LA RÈGLE DU JEU, de Jean Renoir, 1939

Scène sociale, scène théâtrale et scène du film

       Au Château de la Colinière, les moeurs policées des distingués hôtes du Marquis de la Cheyniest ne sont plus qu’un souvenir : depuis le majestueux hall d’entrée, on peut en effet observer la tournure chaotique qu’ont rapidement prise les festivités organisées par le Marquis pour clôturer sa partie de chasse. Un plan en particulier résume à lui seul la perte de contrôle généralisée des différents protagonistes à la fois les uns sur les autres et sur eux-mêmes.

http://www.youtube.com/watch?v=f8dvzG1AswY

Voici donc qu’entrent dans le champ par la droite le garde-chasse Schumacher et son épouse Lisette, cette dernière luttant vainement avec son mari pour lui reprendre l’arme avec laquelle il a l’intention d’abattre l’ex-braconnier Marceau dans un accès de jalousie frénétique. Plutôt que de suivre la course-poursuite du couple dans le salon par un travelling, Renoir choisit de garder une distance amusée avec les drames qui s’y jouent, et n’effectue qu’un simple panoramique sur la gauche. L’embrasure de la porte découpe alors un cadre dans le cadre, où l’on aperçoit se disputer le Marquis de la Cheyniest, sa maîtresse Geneviève de Marras et l’amoureux transi de son épouse Christine, l’aviateur André Jurieu. Le tableau ainsi offert n’est pas sans évoquer une pièce de théâtre, relevant à ce moment plus du vaudeville que du drame shakespearien, et résonnant comme en écho avec la représentation théâtrale donnée ce soir-là au Château.

Dans l’agitation provoquée par l’entrée des nouveaux arrivants dans la pièce, un coup de feu est malencontreusement tiré dans le vide, aussitôt suivi d’un hurlement de peur poussé par Geneviève, qui sombre alors dans une crise d’hystérie incontrôlable. Tout en la soulevant de terre avec l’aide de Jurieu pour l’emmener à l’étage, le Marquis s’époumone pour appeler son majordome Corneille. Dès que celui-ci paraît, le Marquis lui ordonne avec grandiloquence de faire "cesser cette comédie !", ce à quoi le domestique rétorque spontanément : "laquelle Monsieur le Marquis ?", tant la farce grotesque donnée simultanément sur scène semble avoir gagné tout le Château. Tandis que Corneille et ses sous-fifres s’engouffrent ensuite dans le salon à la recherche de "Schumacher et compagnie", la caméra effectue un malicieux panoramique gauche-droite, trahissant Marceau qui débouche justement par une porte située à l’opposée, suivi de près par Schumacher, lui-même poursuivi par sa femme.

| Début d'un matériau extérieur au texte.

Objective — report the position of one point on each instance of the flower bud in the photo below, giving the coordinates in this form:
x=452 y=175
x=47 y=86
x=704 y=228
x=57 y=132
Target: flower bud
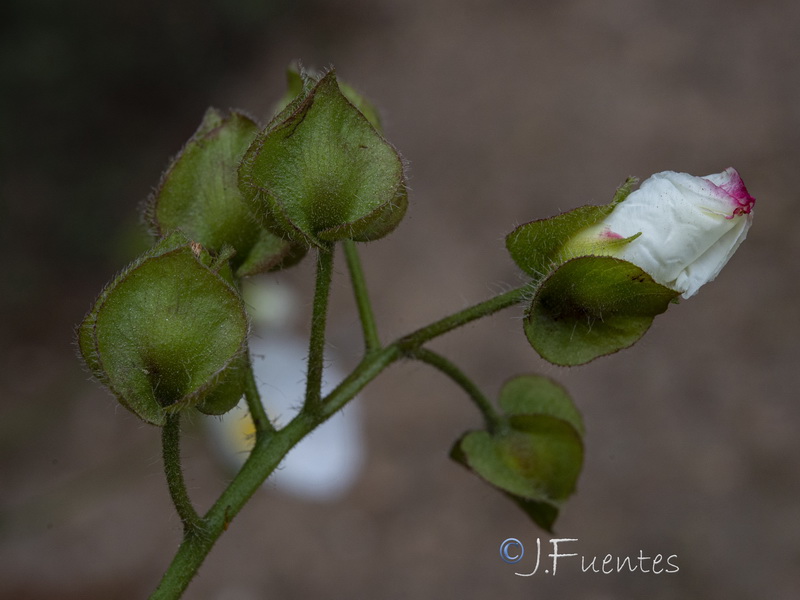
x=198 y=194
x=320 y=172
x=603 y=273
x=168 y=333
x=681 y=229
x=535 y=457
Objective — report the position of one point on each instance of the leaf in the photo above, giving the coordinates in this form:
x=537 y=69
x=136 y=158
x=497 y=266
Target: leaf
x=536 y=462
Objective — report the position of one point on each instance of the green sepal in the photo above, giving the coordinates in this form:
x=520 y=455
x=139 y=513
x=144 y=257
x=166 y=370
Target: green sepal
x=199 y=195
x=536 y=455
x=538 y=246
x=299 y=81
x=324 y=173
x=163 y=334
x=592 y=306
x=229 y=389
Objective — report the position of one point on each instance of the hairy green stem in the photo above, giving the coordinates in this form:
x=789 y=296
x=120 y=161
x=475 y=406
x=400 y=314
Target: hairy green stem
x=257 y=412
x=316 y=349
x=371 y=340
x=483 y=309
x=436 y=360
x=270 y=450
x=171 y=447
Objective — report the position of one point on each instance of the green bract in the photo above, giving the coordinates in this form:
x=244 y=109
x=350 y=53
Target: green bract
x=199 y=195
x=584 y=306
x=536 y=457
x=320 y=172
x=593 y=306
x=299 y=81
x=168 y=333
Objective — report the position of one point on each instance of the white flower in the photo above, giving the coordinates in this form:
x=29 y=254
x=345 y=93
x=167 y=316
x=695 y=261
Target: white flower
x=689 y=227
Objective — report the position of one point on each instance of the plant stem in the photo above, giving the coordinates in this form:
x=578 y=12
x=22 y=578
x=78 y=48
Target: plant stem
x=260 y=419
x=371 y=340
x=436 y=360
x=171 y=447
x=316 y=350
x=270 y=450
x=483 y=309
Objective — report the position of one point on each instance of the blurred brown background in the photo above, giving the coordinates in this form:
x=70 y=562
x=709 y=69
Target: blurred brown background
x=507 y=111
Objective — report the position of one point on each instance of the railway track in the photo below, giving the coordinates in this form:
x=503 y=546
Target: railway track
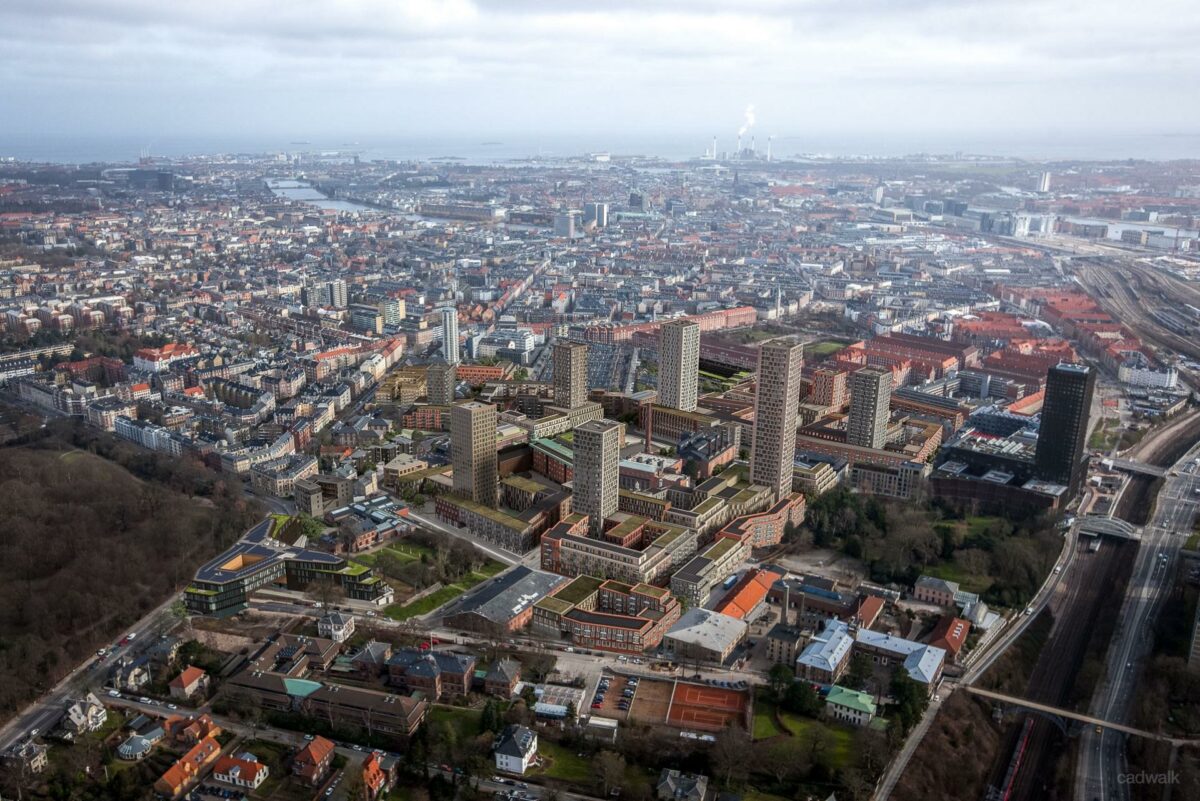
x=1053 y=678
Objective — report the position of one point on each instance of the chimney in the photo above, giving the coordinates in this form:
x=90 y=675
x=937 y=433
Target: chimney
x=649 y=428
x=787 y=601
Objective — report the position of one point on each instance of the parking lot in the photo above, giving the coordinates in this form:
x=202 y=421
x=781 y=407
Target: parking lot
x=613 y=697
x=652 y=703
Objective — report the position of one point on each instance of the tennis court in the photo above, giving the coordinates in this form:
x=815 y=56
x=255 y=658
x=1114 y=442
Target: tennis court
x=707 y=709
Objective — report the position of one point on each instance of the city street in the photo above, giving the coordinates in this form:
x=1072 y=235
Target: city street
x=1102 y=756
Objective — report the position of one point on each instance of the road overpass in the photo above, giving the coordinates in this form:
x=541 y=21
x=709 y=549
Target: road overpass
x=1075 y=716
x=1099 y=525
x=1132 y=465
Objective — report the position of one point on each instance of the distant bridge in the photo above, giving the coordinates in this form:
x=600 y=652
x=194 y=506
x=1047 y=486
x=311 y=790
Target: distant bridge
x=1098 y=525
x=1131 y=465
x=1066 y=715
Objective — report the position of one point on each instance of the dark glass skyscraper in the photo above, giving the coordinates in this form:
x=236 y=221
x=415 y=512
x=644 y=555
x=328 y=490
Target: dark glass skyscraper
x=1063 y=432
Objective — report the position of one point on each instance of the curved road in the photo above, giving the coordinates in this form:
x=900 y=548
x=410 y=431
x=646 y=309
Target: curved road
x=1102 y=756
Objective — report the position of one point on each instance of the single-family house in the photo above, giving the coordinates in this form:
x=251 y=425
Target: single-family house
x=515 y=748
x=190 y=682
x=243 y=770
x=312 y=763
x=676 y=786
x=85 y=714
x=336 y=626
x=850 y=706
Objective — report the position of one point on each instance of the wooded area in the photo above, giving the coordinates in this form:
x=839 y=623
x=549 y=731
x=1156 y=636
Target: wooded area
x=90 y=546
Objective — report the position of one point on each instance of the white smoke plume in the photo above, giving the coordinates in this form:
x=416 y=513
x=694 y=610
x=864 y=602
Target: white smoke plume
x=749 y=120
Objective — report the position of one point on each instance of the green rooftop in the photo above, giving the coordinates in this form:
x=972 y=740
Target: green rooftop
x=556 y=449
x=720 y=548
x=553 y=604
x=300 y=687
x=579 y=589
x=642 y=498
x=625 y=527
x=492 y=515
x=525 y=485
x=851 y=699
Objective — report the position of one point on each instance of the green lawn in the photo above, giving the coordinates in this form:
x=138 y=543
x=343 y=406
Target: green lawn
x=465 y=721
x=759 y=795
x=564 y=764
x=447 y=594
x=952 y=572
x=407 y=552
x=843 y=736
x=822 y=349
x=976 y=525
x=765 y=722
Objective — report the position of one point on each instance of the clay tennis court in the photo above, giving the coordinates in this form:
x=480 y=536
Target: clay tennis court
x=652 y=702
x=707 y=709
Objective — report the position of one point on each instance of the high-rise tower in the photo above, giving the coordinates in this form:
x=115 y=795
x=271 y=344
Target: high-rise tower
x=678 y=365
x=870 y=408
x=777 y=398
x=473 y=451
x=1062 y=434
x=597 y=467
x=570 y=374
x=450 y=333
x=439 y=383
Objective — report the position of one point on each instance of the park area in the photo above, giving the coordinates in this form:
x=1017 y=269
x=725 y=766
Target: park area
x=772 y=722
x=409 y=566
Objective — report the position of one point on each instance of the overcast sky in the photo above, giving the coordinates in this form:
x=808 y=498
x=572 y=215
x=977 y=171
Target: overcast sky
x=493 y=67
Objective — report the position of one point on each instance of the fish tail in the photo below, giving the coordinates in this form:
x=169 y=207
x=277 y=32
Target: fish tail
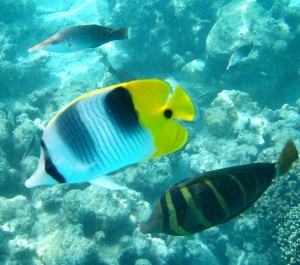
x=288 y=155
x=38 y=46
x=120 y=34
x=181 y=105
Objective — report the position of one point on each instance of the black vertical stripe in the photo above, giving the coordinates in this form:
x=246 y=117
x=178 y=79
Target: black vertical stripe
x=120 y=108
x=50 y=168
x=230 y=192
x=180 y=205
x=165 y=213
x=91 y=121
x=73 y=120
x=207 y=203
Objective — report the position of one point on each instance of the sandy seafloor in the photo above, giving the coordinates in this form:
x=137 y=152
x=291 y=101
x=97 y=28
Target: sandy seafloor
x=244 y=115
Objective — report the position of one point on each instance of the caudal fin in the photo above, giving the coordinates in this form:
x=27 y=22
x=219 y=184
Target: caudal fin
x=181 y=105
x=120 y=34
x=288 y=155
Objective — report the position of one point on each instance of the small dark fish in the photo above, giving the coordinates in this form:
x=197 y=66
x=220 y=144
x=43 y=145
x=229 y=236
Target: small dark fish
x=80 y=37
x=215 y=197
x=239 y=54
x=120 y=75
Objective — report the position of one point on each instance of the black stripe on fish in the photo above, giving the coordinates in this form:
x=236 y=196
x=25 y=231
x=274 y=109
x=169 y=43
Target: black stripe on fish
x=180 y=206
x=81 y=137
x=166 y=213
x=50 y=168
x=210 y=208
x=120 y=109
x=92 y=125
x=231 y=190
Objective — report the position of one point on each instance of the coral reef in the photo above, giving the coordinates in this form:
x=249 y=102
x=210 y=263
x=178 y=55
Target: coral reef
x=252 y=112
x=288 y=236
x=270 y=67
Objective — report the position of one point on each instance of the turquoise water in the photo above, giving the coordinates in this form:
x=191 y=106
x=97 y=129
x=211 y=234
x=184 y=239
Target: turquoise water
x=244 y=115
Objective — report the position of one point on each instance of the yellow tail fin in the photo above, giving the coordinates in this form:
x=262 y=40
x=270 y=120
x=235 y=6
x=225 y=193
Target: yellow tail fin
x=156 y=112
x=288 y=155
x=181 y=105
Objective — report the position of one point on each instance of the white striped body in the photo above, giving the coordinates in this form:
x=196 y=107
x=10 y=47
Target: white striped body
x=93 y=137
x=95 y=144
x=108 y=129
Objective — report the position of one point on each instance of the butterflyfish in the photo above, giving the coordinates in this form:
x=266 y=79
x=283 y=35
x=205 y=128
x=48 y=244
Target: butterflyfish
x=80 y=37
x=215 y=197
x=239 y=54
x=110 y=128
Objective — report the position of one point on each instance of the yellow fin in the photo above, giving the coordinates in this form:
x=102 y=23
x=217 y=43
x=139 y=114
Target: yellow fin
x=150 y=100
x=149 y=95
x=181 y=105
x=170 y=138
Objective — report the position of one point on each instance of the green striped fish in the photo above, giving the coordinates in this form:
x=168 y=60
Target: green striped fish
x=215 y=197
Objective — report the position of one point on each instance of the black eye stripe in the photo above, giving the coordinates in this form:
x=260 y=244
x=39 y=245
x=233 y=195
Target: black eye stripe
x=168 y=113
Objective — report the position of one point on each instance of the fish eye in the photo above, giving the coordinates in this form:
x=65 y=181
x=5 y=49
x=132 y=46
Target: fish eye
x=168 y=113
x=55 y=42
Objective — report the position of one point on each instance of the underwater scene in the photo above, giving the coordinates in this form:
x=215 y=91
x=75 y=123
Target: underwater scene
x=150 y=132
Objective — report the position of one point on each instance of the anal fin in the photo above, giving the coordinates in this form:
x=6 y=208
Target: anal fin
x=107 y=182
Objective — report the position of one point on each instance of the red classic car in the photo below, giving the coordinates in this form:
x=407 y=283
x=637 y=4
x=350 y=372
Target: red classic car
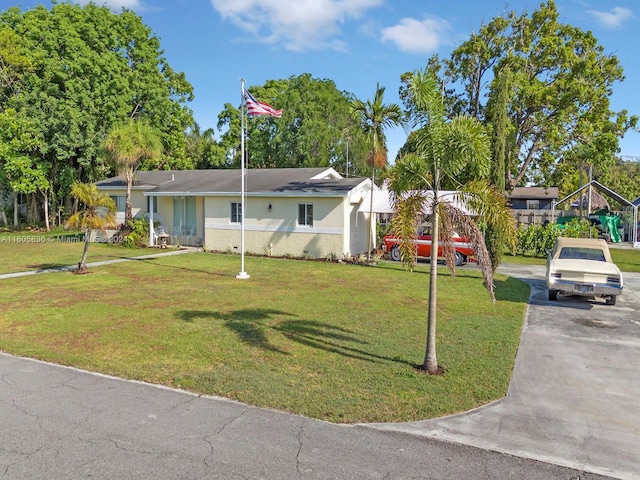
x=463 y=250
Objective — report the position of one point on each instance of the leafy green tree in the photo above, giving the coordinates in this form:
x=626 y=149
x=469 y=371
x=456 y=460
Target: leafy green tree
x=129 y=145
x=19 y=146
x=558 y=104
x=91 y=69
x=444 y=148
x=315 y=129
x=372 y=118
x=97 y=213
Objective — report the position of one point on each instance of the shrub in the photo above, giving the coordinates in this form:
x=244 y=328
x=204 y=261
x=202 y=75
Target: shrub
x=139 y=235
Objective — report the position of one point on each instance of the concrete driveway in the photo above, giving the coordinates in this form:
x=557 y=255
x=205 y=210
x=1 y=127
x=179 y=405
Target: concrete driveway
x=574 y=398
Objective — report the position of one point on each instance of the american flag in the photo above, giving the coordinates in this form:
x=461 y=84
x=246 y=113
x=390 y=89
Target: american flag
x=255 y=107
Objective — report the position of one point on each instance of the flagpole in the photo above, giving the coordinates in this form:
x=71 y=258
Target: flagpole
x=242 y=275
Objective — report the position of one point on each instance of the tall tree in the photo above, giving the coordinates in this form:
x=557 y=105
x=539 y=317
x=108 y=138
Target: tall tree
x=128 y=145
x=498 y=118
x=561 y=83
x=372 y=118
x=19 y=147
x=444 y=148
x=314 y=129
x=97 y=212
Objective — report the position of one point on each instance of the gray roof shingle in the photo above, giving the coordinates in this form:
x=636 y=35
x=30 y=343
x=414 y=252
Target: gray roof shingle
x=535 y=192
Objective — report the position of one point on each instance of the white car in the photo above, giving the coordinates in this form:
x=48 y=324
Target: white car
x=583 y=266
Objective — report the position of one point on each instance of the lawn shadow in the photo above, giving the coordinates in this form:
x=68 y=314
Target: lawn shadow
x=152 y=261
x=509 y=290
x=248 y=325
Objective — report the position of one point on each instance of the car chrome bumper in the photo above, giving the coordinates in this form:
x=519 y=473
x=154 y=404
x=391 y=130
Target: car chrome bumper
x=585 y=289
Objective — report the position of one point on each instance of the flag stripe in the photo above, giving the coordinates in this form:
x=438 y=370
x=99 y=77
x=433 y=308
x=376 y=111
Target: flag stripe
x=254 y=107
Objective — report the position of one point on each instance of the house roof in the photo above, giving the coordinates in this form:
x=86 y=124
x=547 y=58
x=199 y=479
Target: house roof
x=534 y=193
x=271 y=181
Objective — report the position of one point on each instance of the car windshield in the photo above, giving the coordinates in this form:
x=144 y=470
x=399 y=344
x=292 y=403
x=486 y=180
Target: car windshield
x=582 y=253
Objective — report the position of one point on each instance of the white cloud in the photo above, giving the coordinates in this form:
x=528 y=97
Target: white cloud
x=414 y=36
x=614 y=17
x=299 y=24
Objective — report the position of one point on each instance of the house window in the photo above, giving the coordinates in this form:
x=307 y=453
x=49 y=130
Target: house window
x=236 y=212
x=305 y=214
x=120 y=201
x=155 y=204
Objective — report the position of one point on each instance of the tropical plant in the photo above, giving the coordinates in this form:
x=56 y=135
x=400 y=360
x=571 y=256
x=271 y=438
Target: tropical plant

Pour accentuer encore le comique de situation, toute la séquence est rythmée par l’orgue de barbarie du Marquis, qui depuis l’autre pièce où continue le spectacle, nous fait parvenir un refrain enfantin de carrousel. Les adultes ont oublié de se comporter comme tels, et jouent au chat et à la souris comme le ferait une marmaille indisciplinée.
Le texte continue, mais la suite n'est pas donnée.